Quote from: frank05330hey does anyone know of anywhere i could get matched fets for a phase 45? smallbear sell them but i dont think they come matched. and if i was to match the fets myself, how many should i order so that i have a fair chance of finding a good pair?
thanks

Hi Frank!
Why don't you trust in SmallBear promises? I think they're cool guys, at least for what I can read around the web (never ordered, I'm from Italy). Anyhow, when I made my Phase45 (one of my first diy effects) I just bought two unmatched BF245A, and they worked great, even if they were not exact equivalent with the original! Maybe I've been lucky, maybe it could have been sounding better with a pair of matched ones...but we're talking about modern stuff, not 30 years old germanium trannies, so you won't have to buy tons of them to find a pair of matched...I mean, ten could be too many!

Bye!
Fuzz
"...the day I tried to win, I wallowed in the blood and mud with all the other pigs..."

petemoore

Check out GEO for reads on how to get Jfet Phasers working.
Convention creates following, following creates convention.

Mark Hammer

The choice of FET itself will determine the amount of usable sweep.  If the FET can only vary its resistance when the gate voltage falls between values A and B, and the A-to-B range is only a small portion of, or only overlaps minimally with, the voltage swing range of the LFO, then there will be little sweep.  It's a bit like the asking how much you like the buddies you have on the job if your job consists of being the solitary night watchman and you come on shift 15 minutes before everyone else leaves and stick around for 15 minutes after they arrive in the morning.  Not much chance to mingle, eh?

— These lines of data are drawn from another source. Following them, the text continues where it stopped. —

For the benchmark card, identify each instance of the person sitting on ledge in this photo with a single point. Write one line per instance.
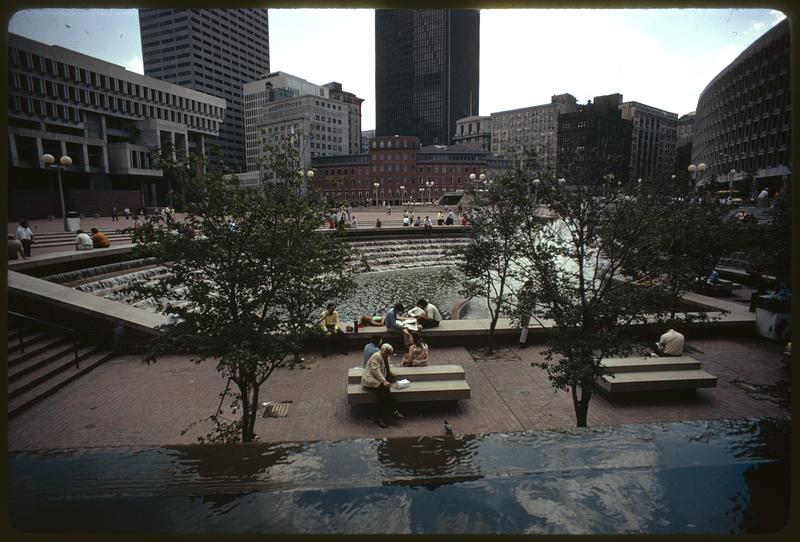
(417, 355)
(83, 241)
(99, 239)
(430, 317)
(670, 344)
(366, 320)
(392, 315)
(377, 377)
(373, 346)
(331, 330)
(15, 249)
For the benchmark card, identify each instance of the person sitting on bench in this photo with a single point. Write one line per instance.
(427, 315)
(331, 330)
(417, 355)
(378, 378)
(374, 345)
(670, 344)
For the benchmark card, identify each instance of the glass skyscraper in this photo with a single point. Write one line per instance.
(426, 72)
(214, 51)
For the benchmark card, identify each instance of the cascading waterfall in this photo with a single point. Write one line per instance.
(82, 274)
(392, 270)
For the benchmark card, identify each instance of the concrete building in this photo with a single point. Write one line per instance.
(403, 170)
(654, 136)
(354, 114)
(214, 51)
(685, 129)
(282, 106)
(475, 131)
(105, 118)
(594, 141)
(426, 71)
(366, 138)
(743, 118)
(531, 128)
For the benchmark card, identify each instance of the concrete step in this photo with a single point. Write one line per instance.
(45, 372)
(35, 347)
(431, 373)
(641, 364)
(657, 381)
(439, 390)
(34, 364)
(47, 388)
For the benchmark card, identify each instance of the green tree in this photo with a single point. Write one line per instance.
(576, 263)
(492, 259)
(245, 272)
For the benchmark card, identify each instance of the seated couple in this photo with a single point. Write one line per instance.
(417, 355)
(426, 314)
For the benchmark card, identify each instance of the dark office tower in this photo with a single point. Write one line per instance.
(214, 51)
(426, 72)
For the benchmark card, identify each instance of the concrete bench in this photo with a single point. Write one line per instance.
(638, 374)
(431, 383)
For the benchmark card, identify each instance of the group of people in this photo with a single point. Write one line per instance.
(377, 376)
(19, 244)
(97, 240)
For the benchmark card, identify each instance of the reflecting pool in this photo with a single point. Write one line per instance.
(700, 477)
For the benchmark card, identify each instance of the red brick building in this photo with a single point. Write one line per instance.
(400, 167)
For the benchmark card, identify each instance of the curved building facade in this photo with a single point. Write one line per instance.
(743, 119)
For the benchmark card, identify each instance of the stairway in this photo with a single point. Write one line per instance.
(47, 360)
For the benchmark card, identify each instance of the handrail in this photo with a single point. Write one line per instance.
(69, 331)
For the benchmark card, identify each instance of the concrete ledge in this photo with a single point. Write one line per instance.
(55, 295)
(642, 364)
(430, 373)
(442, 390)
(657, 381)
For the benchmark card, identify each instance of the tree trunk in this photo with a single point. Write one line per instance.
(247, 431)
(581, 405)
(492, 327)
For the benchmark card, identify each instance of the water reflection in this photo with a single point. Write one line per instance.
(705, 477)
(428, 461)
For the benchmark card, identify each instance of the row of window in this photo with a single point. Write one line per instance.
(32, 62)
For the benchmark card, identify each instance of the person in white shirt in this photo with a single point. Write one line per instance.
(25, 236)
(670, 344)
(83, 241)
(431, 317)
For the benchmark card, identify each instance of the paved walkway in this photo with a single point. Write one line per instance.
(128, 403)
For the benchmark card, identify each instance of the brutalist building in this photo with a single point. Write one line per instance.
(426, 72)
(214, 51)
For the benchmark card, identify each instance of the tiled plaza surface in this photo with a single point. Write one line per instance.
(128, 403)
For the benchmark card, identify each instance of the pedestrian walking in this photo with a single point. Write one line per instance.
(25, 236)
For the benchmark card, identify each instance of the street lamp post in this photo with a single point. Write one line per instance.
(65, 162)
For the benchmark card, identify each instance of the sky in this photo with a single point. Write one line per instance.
(660, 57)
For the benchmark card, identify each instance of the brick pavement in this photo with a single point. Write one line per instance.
(128, 403)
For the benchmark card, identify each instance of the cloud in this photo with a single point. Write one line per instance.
(135, 64)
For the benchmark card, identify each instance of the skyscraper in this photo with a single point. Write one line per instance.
(214, 51)
(426, 71)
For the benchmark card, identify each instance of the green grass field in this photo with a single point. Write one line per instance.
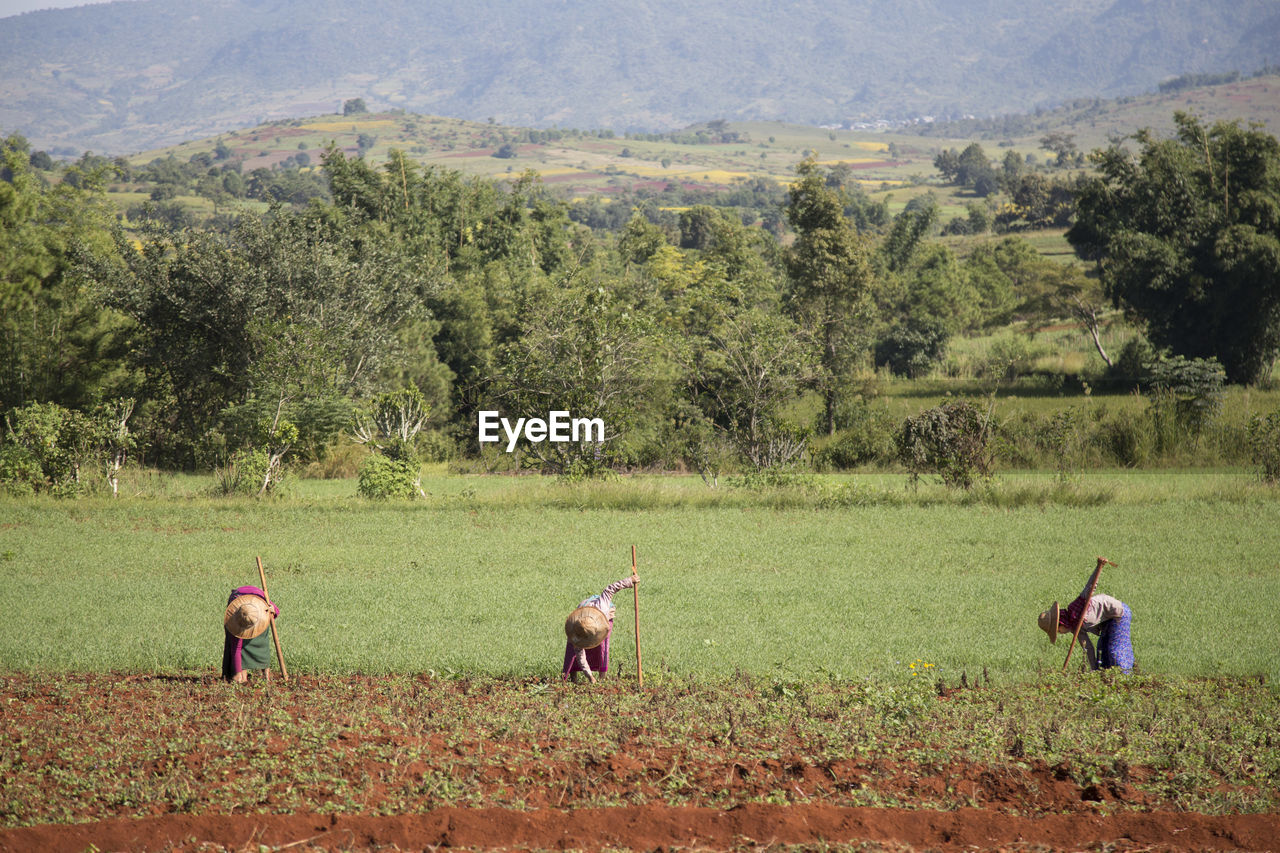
(479, 578)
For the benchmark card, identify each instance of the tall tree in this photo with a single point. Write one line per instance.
(261, 324)
(1187, 238)
(830, 267)
(56, 342)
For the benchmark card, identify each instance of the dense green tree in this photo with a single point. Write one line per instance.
(832, 277)
(1187, 238)
(56, 342)
(583, 352)
(263, 325)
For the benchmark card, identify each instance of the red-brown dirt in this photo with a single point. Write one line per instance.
(178, 763)
(652, 828)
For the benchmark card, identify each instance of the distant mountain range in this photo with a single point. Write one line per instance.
(123, 77)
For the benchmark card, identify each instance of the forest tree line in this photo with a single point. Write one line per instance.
(402, 300)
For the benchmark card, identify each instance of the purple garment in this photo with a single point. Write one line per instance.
(233, 647)
(595, 660)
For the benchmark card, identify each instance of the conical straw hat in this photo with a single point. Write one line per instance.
(246, 616)
(1048, 623)
(586, 628)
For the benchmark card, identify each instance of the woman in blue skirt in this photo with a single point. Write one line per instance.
(1106, 616)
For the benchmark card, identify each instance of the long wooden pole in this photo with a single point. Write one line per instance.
(275, 638)
(1088, 597)
(635, 597)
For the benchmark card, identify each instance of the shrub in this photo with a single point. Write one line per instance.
(1265, 446)
(1127, 438)
(242, 473)
(384, 477)
(949, 441)
(865, 436)
(914, 349)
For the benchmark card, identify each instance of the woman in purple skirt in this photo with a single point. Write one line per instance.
(588, 630)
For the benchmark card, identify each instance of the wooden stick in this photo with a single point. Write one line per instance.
(275, 637)
(635, 592)
(1088, 597)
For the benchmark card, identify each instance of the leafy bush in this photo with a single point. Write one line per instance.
(1264, 436)
(1127, 438)
(949, 441)
(914, 349)
(865, 436)
(243, 471)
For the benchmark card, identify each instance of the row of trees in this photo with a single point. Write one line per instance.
(691, 340)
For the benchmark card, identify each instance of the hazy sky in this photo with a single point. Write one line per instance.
(16, 7)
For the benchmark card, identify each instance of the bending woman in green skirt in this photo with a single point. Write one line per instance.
(246, 626)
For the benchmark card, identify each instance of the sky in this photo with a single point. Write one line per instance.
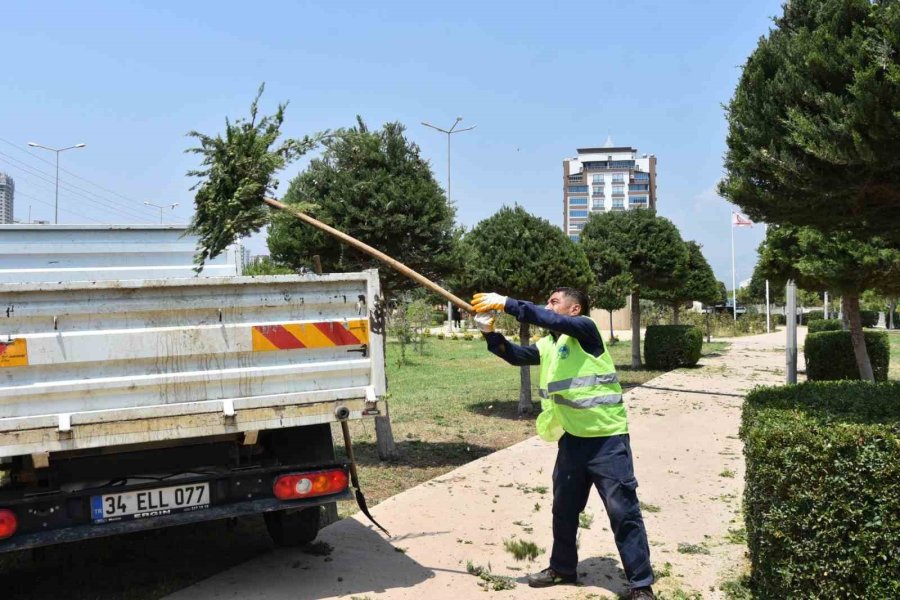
(537, 80)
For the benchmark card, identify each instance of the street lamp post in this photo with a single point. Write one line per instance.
(449, 132)
(57, 150)
(161, 208)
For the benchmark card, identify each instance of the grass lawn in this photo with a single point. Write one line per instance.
(894, 369)
(451, 405)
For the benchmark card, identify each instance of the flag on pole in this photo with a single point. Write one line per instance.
(738, 220)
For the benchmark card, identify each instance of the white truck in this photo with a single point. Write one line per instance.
(133, 404)
(105, 252)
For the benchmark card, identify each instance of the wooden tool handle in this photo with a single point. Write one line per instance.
(394, 264)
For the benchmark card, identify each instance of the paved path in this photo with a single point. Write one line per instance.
(684, 428)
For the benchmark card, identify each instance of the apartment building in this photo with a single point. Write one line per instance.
(7, 193)
(604, 179)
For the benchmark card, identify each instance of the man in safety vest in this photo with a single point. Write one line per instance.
(581, 410)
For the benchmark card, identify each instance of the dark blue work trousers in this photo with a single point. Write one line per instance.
(606, 463)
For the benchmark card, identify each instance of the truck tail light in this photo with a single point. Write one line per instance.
(293, 486)
(8, 523)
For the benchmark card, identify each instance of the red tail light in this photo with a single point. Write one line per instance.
(294, 486)
(8, 523)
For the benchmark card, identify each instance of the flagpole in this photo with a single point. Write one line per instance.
(733, 283)
(768, 304)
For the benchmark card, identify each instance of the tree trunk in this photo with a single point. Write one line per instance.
(844, 322)
(851, 306)
(635, 330)
(525, 405)
(384, 435)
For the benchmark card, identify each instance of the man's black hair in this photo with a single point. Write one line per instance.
(578, 297)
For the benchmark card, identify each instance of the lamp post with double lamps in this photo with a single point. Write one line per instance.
(57, 150)
(172, 206)
(449, 132)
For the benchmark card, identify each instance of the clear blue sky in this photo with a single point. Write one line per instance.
(539, 79)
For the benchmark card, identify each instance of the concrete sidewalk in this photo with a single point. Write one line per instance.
(688, 461)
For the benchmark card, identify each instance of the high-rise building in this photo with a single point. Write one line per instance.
(605, 179)
(7, 191)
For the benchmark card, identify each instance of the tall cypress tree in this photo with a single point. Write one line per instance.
(814, 124)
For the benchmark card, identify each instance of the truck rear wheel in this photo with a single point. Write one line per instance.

The usable range of the 2N5952 is optimal for the Phase 45 and Phase 90.  Other FETs can sub as well, but from what I understand those may involve picking them from the range of possible values that specific FET model can fall within.  2N5952's tend to work pretty much out of the box, though matching may improve that.

The matching itself is intended to assure that all FETs continue their linear resistance change simultaneously.  Although the sweep continues through the entire cycle, should the FETs be poorly matched, one or more of them will throw its hands up and declare "That's it, mates.  I'm tapped.!", with the result being that there may not be as much *cumulative* phase shift in certain parts of the spectrum at the extremes of the sweep cycle as you might want.  Of course, the overall intensity of the effect will also depend on things like:
whether the dry and wet signal levels are perfectly matched at the mixing stage
whether you have any regeneration or not and how much
whether the instrument signal feeding the phaseshifter even HAS any frequency content to be notched at the extreme ends of the sweep cycle
how many stages you're working with

In the case of the P45, that last one is pretty central.  If you had 10 stages and one crapped out on you 80% of the way into an upward sweep, you'd still have a pretty intense phase shifting effect.  If 4 of 10 simply couldn't keep up (because of poor matching), then you'd be depriving yourself of maximum phasing possible from the design.  If you only have TWO phase shifting stages, as in the P45, the difference between the most and least phasing sound you can get is certainly affected by having one FET unable to keep up with the other, but on the other hand the effect is pretty subtle anyways, so you may not even notice it that much.